Child Trust Funds (CTFs) would be effectively scrapped under a Conservative government, with two thirds of children deemed ineligible to benefit from the savings initiative.
Speaking at the Conservative Party Conference on Tuesday 6 October, shadow chancellor George Osborne said the government could “no longer afford” to provide their savings initiative to children, and as a result only the third poorest families and disabled children would continue to benefit.
“Quite frankly, CTFs have not been as successful as many like myself hoped,” Osborne told delegates. “We should continue paying them to the poorest families who often have no savings, and encourage them to use them more – but, let me tell you today, handing out new baby bonds to the rest of the country is a luxury we can no longer afford.”
According to CTF provider Family Investments, this means only households earning less than £17,000 and families with disabled children will be eligible for a CTF.
John Reeve, chief executive of Family Investments, says scrapping CTFs for two thirds of families is a blow to “millions of children from average hardworking families”.
"CTFs were designed to provide all children with a financial asset when they turned 18 which would provide them with a real head start in life,” he adds. “In an age when we need to be encouraging a savings culture among the young, it would be a shame to remove one of the tools most likely to achieve this and the personal responsibility and improved financial awareness that goes with it.”

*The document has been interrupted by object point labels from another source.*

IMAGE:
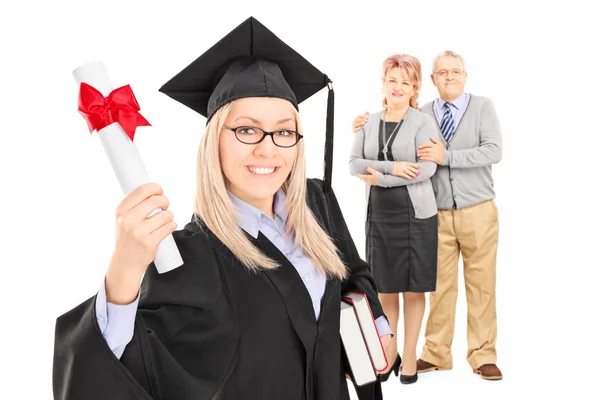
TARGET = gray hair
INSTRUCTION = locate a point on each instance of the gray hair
(447, 53)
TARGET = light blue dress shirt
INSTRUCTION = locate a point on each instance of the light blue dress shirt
(117, 322)
(457, 108)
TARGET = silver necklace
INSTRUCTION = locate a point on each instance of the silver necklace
(385, 147)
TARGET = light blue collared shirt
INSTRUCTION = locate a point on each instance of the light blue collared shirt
(457, 108)
(117, 322)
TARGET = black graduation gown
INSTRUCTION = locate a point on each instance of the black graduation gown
(211, 329)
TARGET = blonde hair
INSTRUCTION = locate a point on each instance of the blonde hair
(411, 66)
(214, 207)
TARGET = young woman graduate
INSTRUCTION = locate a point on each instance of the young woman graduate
(254, 311)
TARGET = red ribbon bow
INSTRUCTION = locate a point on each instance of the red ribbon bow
(120, 106)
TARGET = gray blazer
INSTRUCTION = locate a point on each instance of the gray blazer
(416, 129)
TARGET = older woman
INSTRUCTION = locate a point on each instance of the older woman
(401, 217)
(254, 311)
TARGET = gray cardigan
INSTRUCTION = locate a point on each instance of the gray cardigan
(416, 129)
(465, 176)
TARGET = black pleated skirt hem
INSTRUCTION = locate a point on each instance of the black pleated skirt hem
(401, 249)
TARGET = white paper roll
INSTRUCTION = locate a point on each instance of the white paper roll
(125, 159)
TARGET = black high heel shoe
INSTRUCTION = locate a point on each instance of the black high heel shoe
(408, 379)
(395, 367)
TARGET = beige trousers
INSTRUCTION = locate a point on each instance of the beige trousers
(472, 232)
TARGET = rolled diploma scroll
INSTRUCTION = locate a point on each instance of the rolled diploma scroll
(125, 159)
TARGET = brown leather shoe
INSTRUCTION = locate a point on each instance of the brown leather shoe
(424, 366)
(489, 371)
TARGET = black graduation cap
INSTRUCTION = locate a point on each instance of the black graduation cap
(251, 61)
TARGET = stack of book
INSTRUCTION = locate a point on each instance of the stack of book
(364, 351)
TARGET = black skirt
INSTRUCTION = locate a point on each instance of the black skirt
(401, 249)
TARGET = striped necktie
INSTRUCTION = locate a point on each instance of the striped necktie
(447, 126)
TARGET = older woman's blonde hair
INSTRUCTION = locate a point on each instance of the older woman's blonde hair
(214, 207)
(411, 66)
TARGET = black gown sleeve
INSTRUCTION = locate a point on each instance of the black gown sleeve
(184, 343)
(360, 278)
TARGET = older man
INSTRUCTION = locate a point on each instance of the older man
(467, 220)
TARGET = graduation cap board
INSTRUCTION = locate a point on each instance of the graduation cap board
(251, 61)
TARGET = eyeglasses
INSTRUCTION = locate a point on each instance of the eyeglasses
(445, 72)
(253, 135)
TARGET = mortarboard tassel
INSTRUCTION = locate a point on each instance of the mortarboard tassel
(329, 138)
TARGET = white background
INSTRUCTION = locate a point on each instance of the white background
(537, 62)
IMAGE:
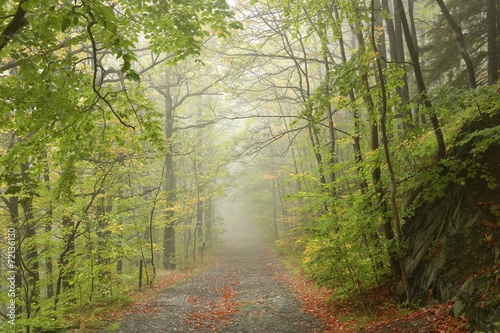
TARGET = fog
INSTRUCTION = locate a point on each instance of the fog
(237, 225)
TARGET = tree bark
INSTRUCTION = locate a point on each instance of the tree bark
(169, 261)
(493, 52)
(412, 50)
(471, 71)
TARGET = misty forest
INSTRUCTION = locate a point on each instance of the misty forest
(351, 148)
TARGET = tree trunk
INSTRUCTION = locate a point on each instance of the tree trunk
(412, 50)
(385, 141)
(493, 52)
(461, 44)
(169, 230)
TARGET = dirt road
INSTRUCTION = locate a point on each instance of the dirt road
(243, 293)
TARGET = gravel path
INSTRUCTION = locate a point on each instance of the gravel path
(243, 293)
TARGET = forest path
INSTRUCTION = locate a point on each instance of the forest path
(244, 292)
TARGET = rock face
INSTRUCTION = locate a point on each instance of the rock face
(454, 242)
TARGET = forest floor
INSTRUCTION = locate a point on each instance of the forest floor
(248, 290)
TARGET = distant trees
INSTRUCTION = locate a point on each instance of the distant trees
(83, 146)
(361, 80)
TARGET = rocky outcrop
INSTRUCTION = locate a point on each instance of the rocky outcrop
(454, 242)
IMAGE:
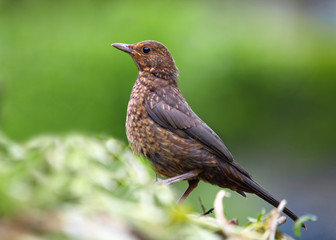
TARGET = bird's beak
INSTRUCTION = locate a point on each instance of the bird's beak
(123, 47)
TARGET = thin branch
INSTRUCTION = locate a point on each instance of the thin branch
(275, 221)
(219, 212)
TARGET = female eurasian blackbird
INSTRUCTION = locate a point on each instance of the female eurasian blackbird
(161, 126)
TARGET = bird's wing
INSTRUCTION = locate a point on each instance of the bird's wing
(181, 117)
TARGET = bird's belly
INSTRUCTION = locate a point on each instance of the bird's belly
(170, 154)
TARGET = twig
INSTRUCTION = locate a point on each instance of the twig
(202, 205)
(275, 221)
(207, 212)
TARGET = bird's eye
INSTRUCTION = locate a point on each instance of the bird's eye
(146, 49)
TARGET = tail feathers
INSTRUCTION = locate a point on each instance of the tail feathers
(262, 193)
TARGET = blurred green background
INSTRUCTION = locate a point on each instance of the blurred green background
(262, 74)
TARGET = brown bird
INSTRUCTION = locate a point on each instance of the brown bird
(161, 126)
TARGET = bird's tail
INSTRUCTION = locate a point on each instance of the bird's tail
(261, 192)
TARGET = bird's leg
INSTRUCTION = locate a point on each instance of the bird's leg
(184, 176)
(192, 185)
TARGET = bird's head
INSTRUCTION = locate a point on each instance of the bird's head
(151, 56)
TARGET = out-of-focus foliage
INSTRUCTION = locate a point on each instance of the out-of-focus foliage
(260, 73)
(77, 187)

As well as potentially damaging a savings culture among young people, there are also concerns that scrapping CTFs for most families will result in higher levels of personal debt.
CTF provider The Children's Mutual estimates that if, on average, £0.5 billion was invested each year in CTFs, this would result in an anticipated £2.4 billion being available to young adults.
“In this period of record indebtedness the CTF has become the savings vehicle of choice for families looking to provide a better future for their children,” says The Children’s Mutual’s chief executive, David White. “Quite clearly this would reverse that trend. Removing the most successful savings initiative ever at this juncture will condemn the young people of the future to the same fate as today's generation.”
Osborne also told the conference that “we can no longer justify paying means tested tax credits to families with incomes over £50,000”. Child benefits, winter fuel payments and free TV licenses for pensioners will, however, be preserved.
Introduced in 2005, CTFs are a tax-efficient investment or savings vehicle designed to encourage a savings habit in the next generation. All children born on or after 1 September 2002 will qualify to receive money from the government to be invested in a CTF, with the initial payment of £250 used to open an account.
All eligible children also receive a further £250 top-up voucher just after their seventh birthday.
Ian Sayers, acting director general of The Association of Investment Companies (AIC), calls for the Tories to compromise over CTFs.
He explains: “If a plan to limit taxpayer-funded contributions into CTFs was adopted by a future government, the AIC believes the CTF structure should remain in place so that all families have the freedom to save voluntarily for their children in a tax-efficient manner."
He says this would not amount to a "significant tax cost" for the government.